Anne gets another letter saying I mysteriously have an appointment for the 17th May. So they obviously got my messages and went ahead and rescheduled without bothering to call me back! This is still way too early. I phone again and get through to a person this time. She says I’ve been put back on the waiting list — something about a policy to punish no-shows and reschedulers. Holy shit, you’ve got to be kidding me. I explain why this isn’t going to work for me so she hands the phone to another nurse who tells me the same thing in the brusque and dismissive manner of the more mature nurse. I’m immediately transported back to my days as a wee social work student in a sub-acute hospital surrounded by cold, business-like nurses looking down their noses at me from the comfort of their impenetrable clique. I decide I don’t like this woman. Again, I explain that I can make the appointment in June not May. She assures me that this is very unlikely to happen but deigns to take down the dates I am available. She seems to have trouble understanding that I am really am only available for three week period in June and that no, I am not coming back after that, ever.

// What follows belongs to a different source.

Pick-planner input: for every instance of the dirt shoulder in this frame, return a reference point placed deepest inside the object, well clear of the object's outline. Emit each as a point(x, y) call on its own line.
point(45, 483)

Now that I’m pretty sure I’m not going to get an appointment, I’m glad at least that we don’t have to drive all the way back to Wales but I’m a bit wary of galavanting off to Europe without resolving this thing. I look into private clinics but this could cost me anywhere between £200 to tens of thousands of pounds, with seemingly no way of knowing beforehand because each individual test has it’s own price point and they decide which test to do after a very expensive consultation.
We’re in the Isle of Skye by the time I commit to a decision. After talking it over with Mike, we realise that the only reason I feel the need for a breast scan is the no-eye-contact doctor’s seeming disapproval of the first doctor’s diagnosis methods. Having realised this, I decide to see yet another GP here, explain the entire situation and see what he/she suggests. It seems like a pretty good plan.
Then I get an email from Anne saying I have an appointment on the 14th June! I was not expecting this — we’ve even booked a ferry that leaves from Hull, far north of Wales. I’m glad I’ve got an appointment but it’s a bloody long way to go. I toy with the idea of getting a bus or train down. I’m staggered at what this would cost. We calculate that it would cost the same to drive down in Nettle! So that’s what we decide to do!